米国は今新しい「自由世界の指導者」を選んだばかりだ。彼と彼の敵対者であったクリントン両者とも、しつこく張り付いた公衆からの高い不支持率を抱えたまま彼らのキャンペーン全体を展開した。トランプに票を投じた丸々一二〇〇万人は、彼へは批判的な姿勢をもっている、と言明した。しかしサウスカロライナのクー・クラックス・クランは特別の祝賀会を開催し、フランスの国民戦線の右翼指導者、マリーヌ・ルペンは、喜びのあまり飛び上がった。トランプが、彼の病的なほどの自己中心主義的性癖、レイシズム、反移民、女性蔑視の言辞にもかかわらず指名を得た時に閉口させられた共和党は今や、はるかに度を強めた薄めていない白人民族主義、外国人嫌悪、キリスト教原理主義の要塞となるよう方向を再調整するだろう。民主党は、少なくとも一時的には、崩壊してしまったように見える。渡り鳥政治家の新種が政府に対する掌握を打ち固めようとしている――あらゆる型のレイシスト、命の権利の熱中者(頑迷な中絶禁止論者を指す:訳者)、気候変動否認論者、ムスリム嫌悪論者、反LGBTQ十字軍、労働組合破壊論者、反移民の壁建設論者、天地創造論者、そして欧州系白人の擁護者――。想定外だったとはいえわれわれは、一一月九日の朝から、大きく異なった、そして危険な政治的世界に生きている。
新自由主義によ
る打撃への拒絶
――この結果をどう説明しますか?
あらゆる世論調査と米国の主流メディアが早くから彼女を勝者と宣言していた一方、しかし実際はヒラリー・クリントンが選挙に負けた理由に関し、今何百という分析の論文を利用できる。この議論は部分的に、白人労働者(メディアからは大学の学歴のない白人と呼ばれている)が彼女を倒す上でどの程度、またなぜ犯人だったのか、を軸に回っている。議論には正しくも、ブレグジットとの対比がちりばめられている。

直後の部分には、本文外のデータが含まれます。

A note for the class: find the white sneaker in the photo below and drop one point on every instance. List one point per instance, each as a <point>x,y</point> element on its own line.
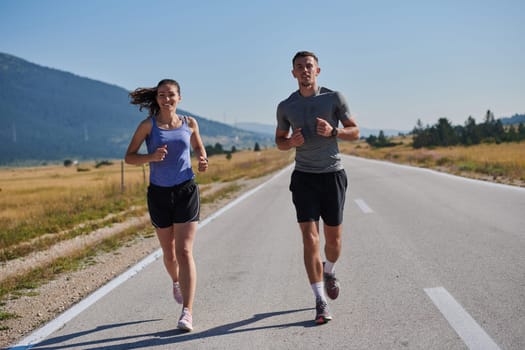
<point>185,321</point>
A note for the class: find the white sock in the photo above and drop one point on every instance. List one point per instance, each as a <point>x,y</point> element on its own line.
<point>329,267</point>
<point>318,289</point>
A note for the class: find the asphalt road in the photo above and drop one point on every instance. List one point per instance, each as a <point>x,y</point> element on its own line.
<point>429,261</point>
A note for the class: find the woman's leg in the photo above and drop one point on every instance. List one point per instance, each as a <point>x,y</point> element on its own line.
<point>166,238</point>
<point>184,236</point>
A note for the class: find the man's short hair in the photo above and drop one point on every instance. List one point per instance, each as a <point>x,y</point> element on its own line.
<point>304,54</point>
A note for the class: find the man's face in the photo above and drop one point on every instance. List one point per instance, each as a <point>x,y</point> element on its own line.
<point>305,70</point>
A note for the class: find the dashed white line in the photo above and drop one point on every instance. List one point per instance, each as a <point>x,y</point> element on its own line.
<point>363,206</point>
<point>465,326</point>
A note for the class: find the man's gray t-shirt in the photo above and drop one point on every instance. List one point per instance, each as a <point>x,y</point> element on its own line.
<point>318,154</point>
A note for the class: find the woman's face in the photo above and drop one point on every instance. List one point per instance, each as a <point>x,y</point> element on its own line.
<point>168,97</point>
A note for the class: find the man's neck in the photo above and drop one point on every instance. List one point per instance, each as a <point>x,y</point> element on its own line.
<point>309,90</point>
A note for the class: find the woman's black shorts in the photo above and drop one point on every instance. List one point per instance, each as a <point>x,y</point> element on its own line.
<point>173,205</point>
<point>319,195</point>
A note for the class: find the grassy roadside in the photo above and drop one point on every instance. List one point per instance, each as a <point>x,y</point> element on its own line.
<point>43,206</point>
<point>502,163</point>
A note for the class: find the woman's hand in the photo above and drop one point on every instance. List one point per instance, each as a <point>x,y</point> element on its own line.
<point>203,163</point>
<point>159,154</point>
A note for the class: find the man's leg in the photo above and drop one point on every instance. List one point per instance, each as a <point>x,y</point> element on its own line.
<point>332,252</point>
<point>332,248</point>
<point>314,269</point>
<point>311,251</point>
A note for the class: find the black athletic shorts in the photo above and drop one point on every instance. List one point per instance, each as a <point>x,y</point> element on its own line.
<point>319,195</point>
<point>173,205</point>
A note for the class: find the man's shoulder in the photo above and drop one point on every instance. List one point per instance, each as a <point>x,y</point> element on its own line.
<point>293,96</point>
<point>325,90</point>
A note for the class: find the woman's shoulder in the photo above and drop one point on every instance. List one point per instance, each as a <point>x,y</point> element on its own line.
<point>190,121</point>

新自由主義の積み重なったスクラップの上に投げ出された工業労働者と人工知能との間の戦闘の中に、回答の奇妙な一片を見つけ出すことができる。クリントンのキャンペーンは、アダという名前をもつ、アダの後には、一九世紀の先駆的な女性数学者、ラヴラス伯爵夫人の名をもつ、計算ソフトに大きく依拠していた。アダは、クリントンのキャンペーンはどこで時間を費やし、どこに財源を投入すべきか、を決めるおよそ四〇万通りのシミュレーションを日毎に吐き出した。しかしアダは、感じ方や感情を計算できない。こうして彼女は、民主党の最終要塞線の安全性、つまりミシガン、オハイオ、イリノイ、インディアナ、ペンシルヴァニア、そしてウィスコンシンのラスト・ベルト諸州は民主党に約束されているとの想定、に疑問を突き付けるものすべてをまったく計算に入れなかった。

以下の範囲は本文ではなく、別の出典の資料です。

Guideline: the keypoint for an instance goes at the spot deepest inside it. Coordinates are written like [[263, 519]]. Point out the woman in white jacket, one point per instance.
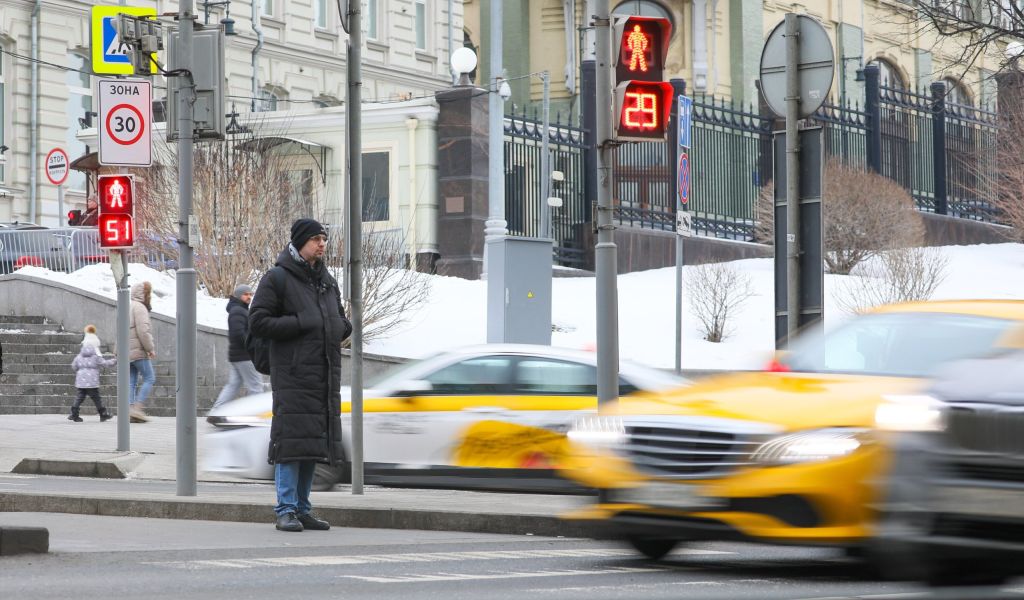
[[140, 350]]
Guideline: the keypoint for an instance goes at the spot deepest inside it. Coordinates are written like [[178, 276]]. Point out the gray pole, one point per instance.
[[185, 359], [354, 126], [495, 226], [546, 159], [792, 174], [604, 253], [124, 325]]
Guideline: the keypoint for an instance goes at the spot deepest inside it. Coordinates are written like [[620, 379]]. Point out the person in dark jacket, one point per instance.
[[302, 315], [241, 369]]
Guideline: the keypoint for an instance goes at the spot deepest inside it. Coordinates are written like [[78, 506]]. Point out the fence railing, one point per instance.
[[523, 184], [68, 249]]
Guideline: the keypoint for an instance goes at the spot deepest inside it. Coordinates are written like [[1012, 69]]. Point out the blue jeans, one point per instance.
[[141, 367], [294, 481], [239, 374]]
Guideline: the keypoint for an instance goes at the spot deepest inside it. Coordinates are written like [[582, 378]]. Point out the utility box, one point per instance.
[[519, 291], [208, 71]]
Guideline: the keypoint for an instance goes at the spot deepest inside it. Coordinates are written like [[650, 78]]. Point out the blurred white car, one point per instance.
[[488, 416]]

その上民主党は、伝統的に共和党に投票していた新しい中間階級の有権者の後を追う必要があった。民主党は、僅かの白人労働者が亀裂を通ってそっと消えるかもしれない、と気にかけていただけだった。オハイオ、ペンシルヴァニア、ミシガン、ウィスコンシンでのクリントンの減票分は、人気に基づく投票ではないとしても、トランプに選挙での票を与えた。これらの白人労働者の多くは、二〇〇八年と二〇一二年にはオバマに投票していた。そしてそれは、レイシズムが単独の、あるいは主な刺激だった、との言及に異議を突き付けている。
確かに、人種、ジェンダー、性的特質、移民、ムスリムに対する退行的で国粋主義的姿勢は、彼や彼の個人的特質に対する否定的姿勢にもかかわらず、トランプが票を獲得する点で一定の役割を演じた。しかし概してこの白人労働者階級の票は、特にトランプがラスト・ベルトで勝利したところでは、民主党に対する、また新自由主義諸政策がこれらの産業コミュニティーにもたらした打撃に対する、はっきりした拒絶だった。それは、どのような救援策も提供せず、NAFTA(北米自由貿易協定)や「われわれの」職を盗み彼らを気にかけない貿易協定を支持した、そのような党と候補者に対する拒否だった。
選挙以来、一定数の記者たちが、厳しく打撃を受けているオハイオやミシガンの諸都市に向かった。再三再四インタビューを受けた労働者たちは、トランプに対する大きな敬意を表明してはいない。しかし彼らは、彼が約束したように彼らの町に失われた職を戻すことによって、米国を再び偉大にすることをトランプに期待している。インタビューされたほとんどの者は、六ヵ月以内の、多くて一年後までのこれらの変化を期待している、と語った。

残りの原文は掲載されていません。